Friends of the Earth (England, Wales, and Northern Ireland), Greenpeace, and the UK’s Royal Society for the Protection of Birds denounce burning trees for electricity as a greater threat to the climate over the coming decades than burning coal, the dirtiest fossil fuel, in a report released in November.
The report, Dirtier Than Coal: Why Government plans to subsidise burning trees are bad news for the planet, criticizes proposals by the UK government’s Department of Energy and Climate Change (DECC) to continue and expand taxpayer subsidies for the biomass power industry. The NGOs accuse the government of ignoring principles set out in the 2012 UK Bioenergy Strategy which called for a biomass energy policy that would “deliver genuine carbon reductions that help meet UK carbon emissions objectives to 2050 and beyond.” According to critics, even the Bioenergy Strategy’s policy conclusions support an expansion of biomass energy and contradict the analysis and cautions about carbon impacts.
Friends of the Earth (FOE), Greenpeace, and the Royal Society for the Protection of Birds (RSPB) say that the government has “chosen to exclude a number of key sources of emissions” from biomass energy in their carbon calculations, with the findings “based on fundamentally flawed data relating to greenhouse gas implications.” Failure to fix the error and rework biomass policies will come at “considerable cost to the public, and have a damaging impact our climate.”
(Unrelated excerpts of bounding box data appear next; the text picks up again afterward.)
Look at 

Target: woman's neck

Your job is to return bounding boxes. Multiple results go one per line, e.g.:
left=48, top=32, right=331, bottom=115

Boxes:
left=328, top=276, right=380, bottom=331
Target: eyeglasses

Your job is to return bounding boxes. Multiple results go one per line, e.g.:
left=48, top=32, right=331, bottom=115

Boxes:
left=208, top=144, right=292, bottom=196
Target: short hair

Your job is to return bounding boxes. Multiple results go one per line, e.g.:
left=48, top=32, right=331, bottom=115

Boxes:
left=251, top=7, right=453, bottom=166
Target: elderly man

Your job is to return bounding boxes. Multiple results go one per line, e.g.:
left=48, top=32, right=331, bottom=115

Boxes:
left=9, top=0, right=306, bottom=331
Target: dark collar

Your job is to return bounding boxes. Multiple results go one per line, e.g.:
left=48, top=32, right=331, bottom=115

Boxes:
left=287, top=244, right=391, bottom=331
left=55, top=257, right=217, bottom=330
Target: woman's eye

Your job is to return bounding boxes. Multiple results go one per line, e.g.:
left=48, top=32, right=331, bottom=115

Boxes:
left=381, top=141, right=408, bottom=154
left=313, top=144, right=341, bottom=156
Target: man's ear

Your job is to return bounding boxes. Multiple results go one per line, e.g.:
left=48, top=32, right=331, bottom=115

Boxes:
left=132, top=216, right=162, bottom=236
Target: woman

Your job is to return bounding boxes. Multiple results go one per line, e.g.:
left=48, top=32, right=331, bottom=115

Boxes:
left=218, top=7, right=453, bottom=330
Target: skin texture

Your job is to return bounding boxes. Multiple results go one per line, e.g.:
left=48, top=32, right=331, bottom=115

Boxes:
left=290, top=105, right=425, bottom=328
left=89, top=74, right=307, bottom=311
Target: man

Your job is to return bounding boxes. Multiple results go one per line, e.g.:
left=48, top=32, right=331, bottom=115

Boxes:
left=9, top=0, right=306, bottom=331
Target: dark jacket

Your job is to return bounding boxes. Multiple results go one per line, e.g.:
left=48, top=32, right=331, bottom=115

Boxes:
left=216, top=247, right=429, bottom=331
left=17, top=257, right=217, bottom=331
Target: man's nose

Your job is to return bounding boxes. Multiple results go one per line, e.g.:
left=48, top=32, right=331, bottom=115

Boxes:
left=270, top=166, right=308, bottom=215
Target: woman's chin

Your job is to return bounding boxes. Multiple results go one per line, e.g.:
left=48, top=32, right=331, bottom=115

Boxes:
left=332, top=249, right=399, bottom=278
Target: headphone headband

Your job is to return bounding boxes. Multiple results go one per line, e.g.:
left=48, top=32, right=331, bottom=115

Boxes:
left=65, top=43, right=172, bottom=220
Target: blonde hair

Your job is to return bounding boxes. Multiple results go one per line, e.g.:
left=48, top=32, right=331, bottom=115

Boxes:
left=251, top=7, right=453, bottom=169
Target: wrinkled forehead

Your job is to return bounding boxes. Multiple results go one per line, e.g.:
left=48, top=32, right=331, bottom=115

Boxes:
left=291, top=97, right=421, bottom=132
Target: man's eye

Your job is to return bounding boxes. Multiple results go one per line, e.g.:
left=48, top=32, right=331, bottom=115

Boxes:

Dirtier Than Coal alleges that government support for burning trees for electricity “threatens” commitments in the Climate Change Act of 2008 to cut back on greenhouse gases “in terms of actual emissions to the atmosphere in the critical period to 2050, within which we must avert dangerous climate change.” The report authors demand an “immediate review and revision” of the emissions calculations to include those from “carbon debt and indirect substitution,” and to develop a “comprehensive accounting system.” They call for an end to subsidies for burning biomass from saw logs and roundwood because of the compelling evidence for a high carbon debt from burning wood from whole trees.
Carbon debt refers to the increase of carbon in the atmosphere from cutting and burning trees for biomass energy. The report is based on a study by Timothy Searchinger at Princeton University that used DECC data to conclude that burning trees for electricity would emit eighty percent more greenhouse gases than burning coal over a twenty year time frame and forty nine percent more over forty years. Only after one hundred years would burning trees for electricity “perform better than coal,” according to the study.
The environmental groups point out that DECC “ignores the fact that forests are already growing and already storing carbon,” and that when forests are cut and burned for energy, that “carbon storage is reduced” and the CO2 that had been stored in the trees escapes into the atmosphere.
Indirect substitution is what happens when wood is “diverted from existing uses, such as construction and wood panels.” According to DECC data, eighty percent of trees for biomass energy would have to be imported, since the UK has a “limited domestic wood resource that is already in demand from other industries.” The groups claim that ignoring this factor “directly contradicts the UK Bioenergy Strategy.”
Almuth Ernsting of Biofuelwatch says there are many other negative impacts from biomass energy than just carbon dioxide emissions. Since many of the trees that the UK would burn would come from monocrop tree plantations, such as fast-growing eucalyptus in the southeastern US and the global south, “the destruction of biodiversity, the impacts on the livelihoods of local communities, on land and human rights, freshwater, and soil will be very severe.”
Ernsting warns that “if the biomass debate gets reduced to one solely about carbon debt then there is a real danger that energy companies and their consultants will produce enough dubious reports to convince or at least confuse the public and policy makers and thus to ensure that subsidies remain in place.”
Not just environmentalists are condemning the UK government’s biomass boosting. The Wood Panel Industries Federation, an organization representing “industrial manufacturers” of wood chipboard, oriented strand board, and medium density fiberboard in the UK and Ireland launched a campaign—Stop Burning Our Trees—to push back against burning trees for electricity.
The campaign’s goal has been to remove subsidies for tree-fueled biomass due to its impact on the wood panel business, stating that “burning trees will eventually cost hundreds of UK jobs.” Their petition reads that subsidizing tree burning for energy means that “energy companies can afford to pay more for trees than anyone else,” which spikes the price of “timber and hurts businesses that make useful things with wood.”
The Renewable Energy Association (REA), a trade association representing “renewable energy producers” in the UK, issued a statement rebutting Dirtier Than Coal. REA claims that an expansion of logging for biomass power incineration would result in “less neglect of forests,” insisting that forests and the climate benefit more from logging than preservation. The REA also advocates for an increase in old growth logging to fuel biomass power incinerators.